Campbell’s theorem (formula)

In a previous post, I wrote about the concept of shot noise of a point process. In the simplest terms, shot noise is just the sum of some function over all the points of a point process. The name stems from the original mathematical models of the noise in old electronic devices, which was compared to shot (used in guns) hitting a surface.

In this post I will present a result known as Campbell’s theorem or  Campbell’s formula, which gives the expectation of shot noise as as simple integral expression. This both a general holding for all point processes. It is also useful, as shot noise naturally arises in mathematical models. One application is wireless network models, where the interference term is shot noise.

But to present the main result, I first need to give some basics of point processes, most of which I already covered in this post.

Point process basics

We consider a point processes \(\Phi\) defined on some underlying mathematical space \(\mathbb{S}\), which is often \(\mathbb{R}^n\).  Researchers typically interpret a point process as a random counting measure, resulting in the use of integral and measure theory notation. For example, \(\Phi(B)\) denotes the number of points located in some (Borel measurable) set \(B\), which is a subset of \(\mathbb{S}\).

For point processes, researchers often use a dual notation such that \(\Phi\) denotes both a random set or a random measure.  Then we can write, for example, \(\Phi=\{X_i\}_i\) to stress that \(\Phi\) is a random sets of points.  (Strictly speaking, you can only use the set notation if the point process is simple, meaning that no two points coincide with probability one.)

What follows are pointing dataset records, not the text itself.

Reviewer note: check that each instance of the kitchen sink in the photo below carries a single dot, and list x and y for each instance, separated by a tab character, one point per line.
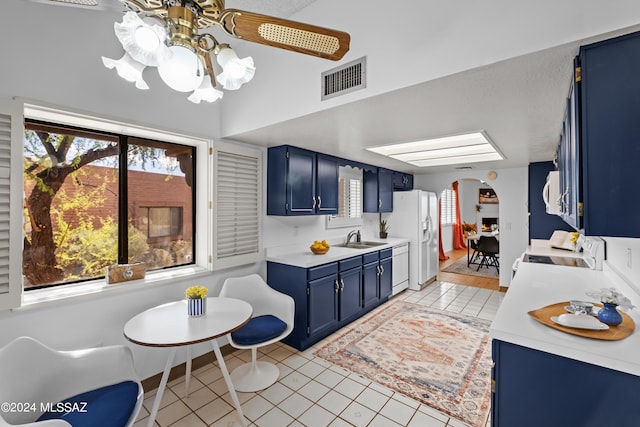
360	245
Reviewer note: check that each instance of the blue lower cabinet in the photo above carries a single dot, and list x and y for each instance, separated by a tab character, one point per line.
329	296
531	388
350	295
386	285
323	304
370	287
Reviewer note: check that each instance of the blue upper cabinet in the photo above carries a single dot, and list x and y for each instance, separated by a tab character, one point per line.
378	190
569	155
301	182
326	184
609	152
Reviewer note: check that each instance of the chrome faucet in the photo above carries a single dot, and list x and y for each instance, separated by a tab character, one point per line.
351	234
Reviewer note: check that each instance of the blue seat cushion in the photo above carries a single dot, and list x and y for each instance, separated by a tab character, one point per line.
109	406
259	329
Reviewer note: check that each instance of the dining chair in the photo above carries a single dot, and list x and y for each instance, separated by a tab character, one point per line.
489	249
271	321
92	387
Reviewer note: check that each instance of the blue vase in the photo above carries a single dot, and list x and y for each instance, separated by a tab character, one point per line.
609	314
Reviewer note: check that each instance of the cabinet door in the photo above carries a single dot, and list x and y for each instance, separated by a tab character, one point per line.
402	181
350	292
370	287
386	274
370	201
385	190
326	185
378	190
587	395
301	173
323	303
610	91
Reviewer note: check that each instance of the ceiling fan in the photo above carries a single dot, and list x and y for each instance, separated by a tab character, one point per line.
175	24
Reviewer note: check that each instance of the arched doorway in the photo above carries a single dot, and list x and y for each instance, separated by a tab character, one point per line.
472	205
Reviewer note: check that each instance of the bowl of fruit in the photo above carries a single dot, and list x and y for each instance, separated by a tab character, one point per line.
320	248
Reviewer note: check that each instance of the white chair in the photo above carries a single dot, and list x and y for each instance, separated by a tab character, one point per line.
93	387
271	321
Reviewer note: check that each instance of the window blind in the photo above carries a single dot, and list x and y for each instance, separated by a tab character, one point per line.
10	206
448	207
237	206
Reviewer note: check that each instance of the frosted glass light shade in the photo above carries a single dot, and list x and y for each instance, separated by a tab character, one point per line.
127	68
206	92
235	71
142	39
182	72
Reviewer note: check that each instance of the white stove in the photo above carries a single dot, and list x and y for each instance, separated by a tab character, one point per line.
591	254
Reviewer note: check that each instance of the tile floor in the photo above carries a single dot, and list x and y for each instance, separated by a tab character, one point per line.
312	392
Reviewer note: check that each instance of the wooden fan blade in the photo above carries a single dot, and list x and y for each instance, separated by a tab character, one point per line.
291	35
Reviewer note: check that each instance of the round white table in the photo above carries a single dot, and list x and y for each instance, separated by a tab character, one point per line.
168	325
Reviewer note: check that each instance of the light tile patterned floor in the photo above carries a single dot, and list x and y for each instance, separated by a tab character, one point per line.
310	391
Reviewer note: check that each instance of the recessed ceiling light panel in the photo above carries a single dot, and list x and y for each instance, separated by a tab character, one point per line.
466	148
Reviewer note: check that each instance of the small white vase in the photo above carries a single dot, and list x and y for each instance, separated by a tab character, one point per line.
196	307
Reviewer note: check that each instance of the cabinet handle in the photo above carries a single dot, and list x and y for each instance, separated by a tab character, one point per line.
565	205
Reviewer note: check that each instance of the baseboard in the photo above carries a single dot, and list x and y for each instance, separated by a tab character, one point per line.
178	371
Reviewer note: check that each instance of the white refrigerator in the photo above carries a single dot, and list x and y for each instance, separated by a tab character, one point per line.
415	216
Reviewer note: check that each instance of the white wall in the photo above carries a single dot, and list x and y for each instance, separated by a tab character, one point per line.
623	256
511	186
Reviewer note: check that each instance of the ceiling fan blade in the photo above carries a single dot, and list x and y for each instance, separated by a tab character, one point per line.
111	5
291	35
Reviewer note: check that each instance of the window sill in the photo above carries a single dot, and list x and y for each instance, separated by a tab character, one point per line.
66	293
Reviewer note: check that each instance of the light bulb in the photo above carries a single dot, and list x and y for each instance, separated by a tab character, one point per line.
206	92
182	71
235	71
127	68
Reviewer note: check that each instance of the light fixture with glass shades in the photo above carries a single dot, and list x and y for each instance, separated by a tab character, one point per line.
165	34
449	150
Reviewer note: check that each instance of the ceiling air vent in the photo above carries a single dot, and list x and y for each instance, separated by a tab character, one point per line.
344	79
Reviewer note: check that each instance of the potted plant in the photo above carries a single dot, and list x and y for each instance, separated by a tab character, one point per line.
469	229
384	228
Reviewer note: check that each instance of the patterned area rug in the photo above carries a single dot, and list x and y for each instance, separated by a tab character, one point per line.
460	267
439	358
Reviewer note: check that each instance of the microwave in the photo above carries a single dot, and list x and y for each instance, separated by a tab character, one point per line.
551	194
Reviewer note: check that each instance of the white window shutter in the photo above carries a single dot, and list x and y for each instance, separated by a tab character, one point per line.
237	207
11	190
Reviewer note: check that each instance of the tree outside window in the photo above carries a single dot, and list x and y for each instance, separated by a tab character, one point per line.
82	193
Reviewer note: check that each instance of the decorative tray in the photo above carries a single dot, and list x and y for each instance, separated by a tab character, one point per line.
613	333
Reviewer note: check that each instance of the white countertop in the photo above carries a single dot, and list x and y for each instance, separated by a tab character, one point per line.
301	256
542	247
538	285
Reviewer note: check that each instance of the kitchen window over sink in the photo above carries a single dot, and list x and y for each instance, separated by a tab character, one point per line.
349	199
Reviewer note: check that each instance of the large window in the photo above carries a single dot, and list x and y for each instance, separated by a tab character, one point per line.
448	207
94	199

The first moment measure of a point process, also called the mean measure or intensity measure, is defined as

$$\Lambda(B)= \mathbb{E} [\Phi(B)]. $$

In other words, the first moment measure can be interpreted as the expected number of points of \(\Phi\) falling inside the set \(B \subseteq \mathbb{S}\).

Shot noise definition

We assume a point process \(\Phi=\{X_i\}_i\) is defined on some space \(\mathbb{S}\). We consider a non-negative function \(f\) with the domain \(\mathbb{S}\), so \(f:\mathbb{S} \rightarrow [0,\infty)\).  If the point process \(\Phi\) is a simple, we can use set notation and define the shot noise as

$$
S= \sum_{X_i\in \Phi} f(X_i)\,.
$$

More generally, the shot noise is defined as

$$
S= \int_{ \mathbb{S}} f(x) \Phi(dx)\,.
$$

(We recall that an integral is simply a more general type of sum, which is why the integral sign comes from the letter S.)

Campbell’s theorem

We now state Campbell’s theorem.

Campbell’s theorem says that for any point process \(\Phi\) defined on a space \(\mathbb{S}\) the following formula holds

$$
\mathbb{E}[ S] = \int_{ \mathbb{S}} f(x) \Lambda(dx)\,,
$$

where \(\Lambda= \mathbb{E} [\Phi(B)]\) is the intensity measure of the point process \(\Phi\).

Interpretation

The integral formula is just an application of Fubini’s theorem, as we have simply changed the order of integration.  The formula holds for general processes because it is simply a result on first moments, so it is leveraging the linearity of sums and integrals, including the expectation operator. Put more simply, the sum of parts does equal the whole.

Some history

At the beginning of the 20th century, Norman R. Campbell studied shot noise in Britain and wrote two key papers. In one of these papers appears a version of the result we now called Campbell’s theorem or Campbell’s formula. Interestingly, Campbell was a physicist who credited his mathematical result to renown pure mathematician G. H. Hardy.  Hardy claimed years later that, given he only researched pure mathematics, none of his work would lead to applications. But Hardy’s claim is simply not true due to this result, as well as his results in number theory, which are famously used in modern day cryptography.

Further reading

For some basics on point processes, I suggest the classic text Stochastic Geometry and its Applications by Chiu, Stoyan, Kendall and Mecke, which covers point processes and the varying notation in Chapters 2 and 4. Haenggi also wrote a very readable introductory book called Stochastic Geometry for Wireless networks, where he gives the basics of point process theory.

These moment formula are also presented with proofs in Applied Probability by Lange; see Section 6.9.